The Apache Commons Collections library is used by several Java applications.

A Java Gadgets ("gadget chains") object can contain Transformers, with an "exec" string containing a shell command which is run with the Java.lang.Runtime.exec() method. When raw data are unserialized, the readObject() method is thus called to rebuild the Gadgets object, and it uses InvokerTransformer, which runs the indicated shell command.

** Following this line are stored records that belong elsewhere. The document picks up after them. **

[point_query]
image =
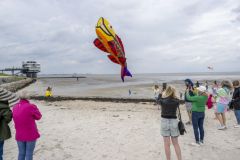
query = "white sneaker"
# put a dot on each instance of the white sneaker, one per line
(195, 144)
(237, 126)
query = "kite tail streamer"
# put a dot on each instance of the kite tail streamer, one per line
(125, 72)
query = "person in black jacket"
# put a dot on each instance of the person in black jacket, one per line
(169, 122)
(235, 104)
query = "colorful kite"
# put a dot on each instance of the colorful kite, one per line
(109, 42)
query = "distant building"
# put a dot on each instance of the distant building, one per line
(31, 68)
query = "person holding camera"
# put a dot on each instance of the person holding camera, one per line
(169, 122)
(198, 113)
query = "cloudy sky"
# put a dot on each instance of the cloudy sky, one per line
(158, 35)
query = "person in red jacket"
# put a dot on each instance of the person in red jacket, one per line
(24, 116)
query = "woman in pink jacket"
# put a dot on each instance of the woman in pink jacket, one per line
(24, 116)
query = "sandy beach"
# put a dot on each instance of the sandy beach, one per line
(86, 130)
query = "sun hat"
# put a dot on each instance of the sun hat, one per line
(202, 88)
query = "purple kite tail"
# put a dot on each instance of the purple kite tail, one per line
(125, 72)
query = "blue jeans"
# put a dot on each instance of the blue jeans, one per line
(197, 121)
(237, 114)
(1, 149)
(26, 150)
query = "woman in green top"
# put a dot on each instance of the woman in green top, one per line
(198, 113)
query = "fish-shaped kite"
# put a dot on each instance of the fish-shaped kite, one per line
(109, 42)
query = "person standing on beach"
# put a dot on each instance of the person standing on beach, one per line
(24, 116)
(188, 103)
(222, 101)
(236, 102)
(197, 84)
(5, 118)
(198, 113)
(48, 92)
(156, 91)
(206, 85)
(169, 123)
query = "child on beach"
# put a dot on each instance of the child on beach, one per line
(169, 123)
(48, 92)
(198, 113)
(24, 116)
(236, 102)
(222, 101)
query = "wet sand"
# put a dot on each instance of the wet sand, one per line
(87, 130)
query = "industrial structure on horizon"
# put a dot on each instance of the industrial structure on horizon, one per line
(29, 68)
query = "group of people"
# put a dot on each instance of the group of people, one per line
(24, 115)
(196, 99)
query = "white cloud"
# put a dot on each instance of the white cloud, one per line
(158, 35)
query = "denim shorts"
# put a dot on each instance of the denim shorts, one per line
(169, 127)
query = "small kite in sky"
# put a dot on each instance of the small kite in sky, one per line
(109, 42)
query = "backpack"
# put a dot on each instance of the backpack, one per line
(209, 102)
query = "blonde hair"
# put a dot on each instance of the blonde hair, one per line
(169, 92)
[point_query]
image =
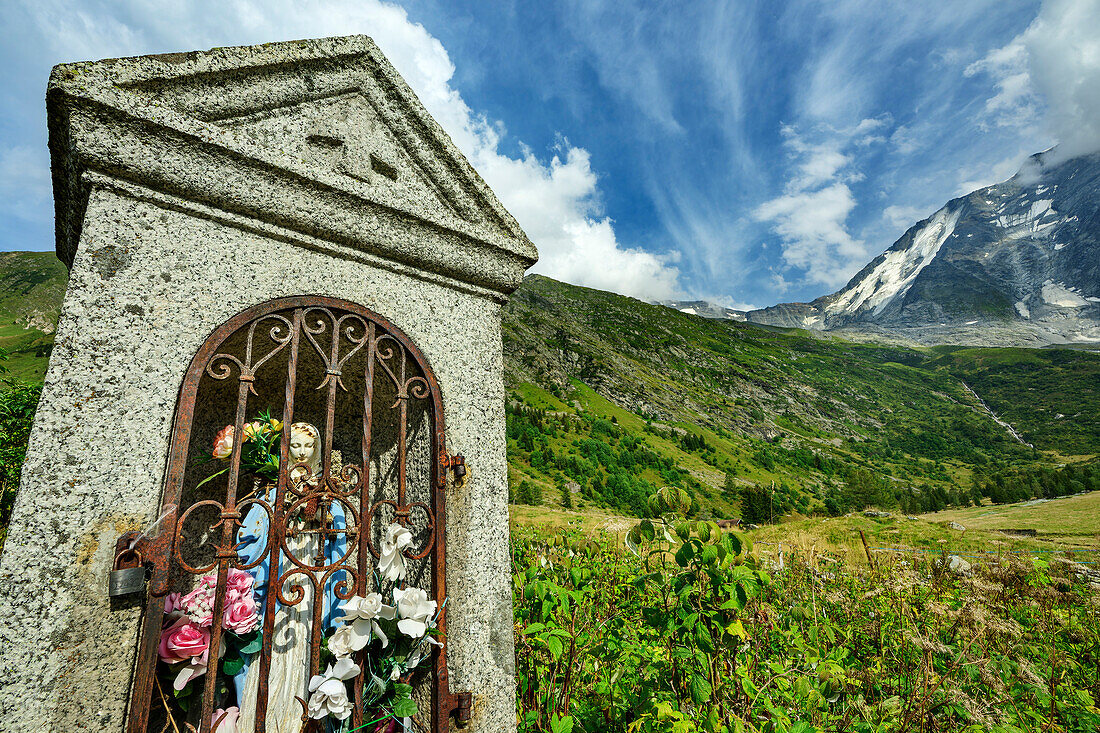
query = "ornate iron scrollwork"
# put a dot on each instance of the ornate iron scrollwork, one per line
(264, 349)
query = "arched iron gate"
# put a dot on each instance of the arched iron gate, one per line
(366, 378)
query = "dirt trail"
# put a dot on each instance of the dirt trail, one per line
(993, 415)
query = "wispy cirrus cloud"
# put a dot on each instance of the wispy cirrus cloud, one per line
(556, 197)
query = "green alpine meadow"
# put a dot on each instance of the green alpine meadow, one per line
(726, 526)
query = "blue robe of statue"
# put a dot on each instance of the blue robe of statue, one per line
(252, 538)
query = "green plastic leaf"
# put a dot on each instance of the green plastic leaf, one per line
(253, 643)
(404, 708)
(232, 665)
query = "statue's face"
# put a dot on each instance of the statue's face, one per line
(301, 446)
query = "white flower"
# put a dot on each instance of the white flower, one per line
(391, 560)
(361, 619)
(329, 695)
(415, 611)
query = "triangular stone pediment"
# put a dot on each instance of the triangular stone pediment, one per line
(344, 135)
(331, 111)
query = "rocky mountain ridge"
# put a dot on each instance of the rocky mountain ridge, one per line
(1016, 263)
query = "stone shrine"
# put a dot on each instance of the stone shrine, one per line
(256, 237)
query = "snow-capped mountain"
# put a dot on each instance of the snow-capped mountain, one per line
(1018, 262)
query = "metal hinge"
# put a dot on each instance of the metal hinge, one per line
(458, 466)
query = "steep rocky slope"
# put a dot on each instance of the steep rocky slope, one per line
(1016, 263)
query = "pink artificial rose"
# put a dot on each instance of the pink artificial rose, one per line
(223, 442)
(224, 721)
(172, 603)
(198, 604)
(183, 641)
(240, 583)
(241, 615)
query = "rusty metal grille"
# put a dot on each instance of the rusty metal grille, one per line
(375, 403)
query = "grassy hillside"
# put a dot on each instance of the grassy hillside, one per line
(32, 285)
(1049, 395)
(611, 397)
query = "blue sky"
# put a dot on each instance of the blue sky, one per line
(743, 152)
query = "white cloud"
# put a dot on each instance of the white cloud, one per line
(989, 175)
(811, 218)
(902, 217)
(1064, 59)
(1014, 104)
(1056, 61)
(556, 201)
(813, 226)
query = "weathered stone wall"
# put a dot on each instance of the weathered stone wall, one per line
(152, 277)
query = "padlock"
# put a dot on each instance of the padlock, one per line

It can be noted that other classes (CloneTransformer, ForClosure, InstantiateFactory, InstantiateTransformer, PrototypeCloneFactory, PrototypeSerializationFactory, WhileClosure) also execute a shell command from raw data to deserialize.

However, several applications publicly expose (before authentication) the Java unserialization feature.

An attacker can therefore send a malicious serialized Gadget Chain object to a Java application using Apache Commons Collections, in order to run shell code.